Back on the road, and onto the condo-lined beaches. There are certain beach communities whose waterfront looks like an advanced game of Monopoly. Fortunately for your humble heroes, the tenants of said condominiums were elsewhere during their visit. This made for clear roads and an empty beach.
We made (a most excellent) camp at a public beach access, and enjoyed a clear sky on a deserted beach that night. As corny or lame as it may sound, we stared up at the clear sky for a few hours. We didn’t say much to each other, but we didn’t really need to. Oceanfront skylines are talkative, especially with the Milky Way cameos and the Cape Lookout lighthouse blinking miles and miles away. The next morning we had breakfast on the beach, which had come alive with fishermen and seagulls. This is the kind of life that you could get used to.
Get used to it we could not, as the road beckoned. That day we rode long. We passed Camp Lejeune, which boasts probably the highest concentration of badass fighting man-machines per square mile anywhere in the world.
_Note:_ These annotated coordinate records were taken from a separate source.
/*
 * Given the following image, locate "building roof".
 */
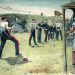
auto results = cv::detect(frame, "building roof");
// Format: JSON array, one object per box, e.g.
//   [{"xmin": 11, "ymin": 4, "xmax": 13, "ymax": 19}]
[{"xmin": 62, "ymin": 1, "xmax": 75, "ymax": 9}]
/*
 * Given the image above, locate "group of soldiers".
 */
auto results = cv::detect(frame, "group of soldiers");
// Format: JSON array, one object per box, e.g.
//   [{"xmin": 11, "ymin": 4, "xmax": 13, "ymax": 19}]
[{"xmin": 29, "ymin": 19, "xmax": 63, "ymax": 46}]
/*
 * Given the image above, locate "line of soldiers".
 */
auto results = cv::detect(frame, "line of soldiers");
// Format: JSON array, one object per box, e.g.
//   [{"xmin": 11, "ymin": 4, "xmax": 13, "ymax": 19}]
[{"xmin": 29, "ymin": 19, "xmax": 62, "ymax": 46}]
Our cycling landscape was populated that day with humvees, armored personnel carriers, and signs warning us of impending military training exercises.
A few miles removed from Camp Lejeune, I began to feel the effects of the (inedible, yet delicious) gas station hot dogs I had wolfed down earlier. As I struggled to mash down on the pedals, and I saw Vanessa pulling further and further ahead of me. I was utterly unable to make up the distance between us. Reasonable mind may differ, but I don’t think I bonked. I attribute my lack of muscular enthusiasm to the “all beef” hot dogs. (Editor’s note: Vanessa also ate a hot dog, and suffered no ill side effects. Ergo, Ed must be some kind of ninny.)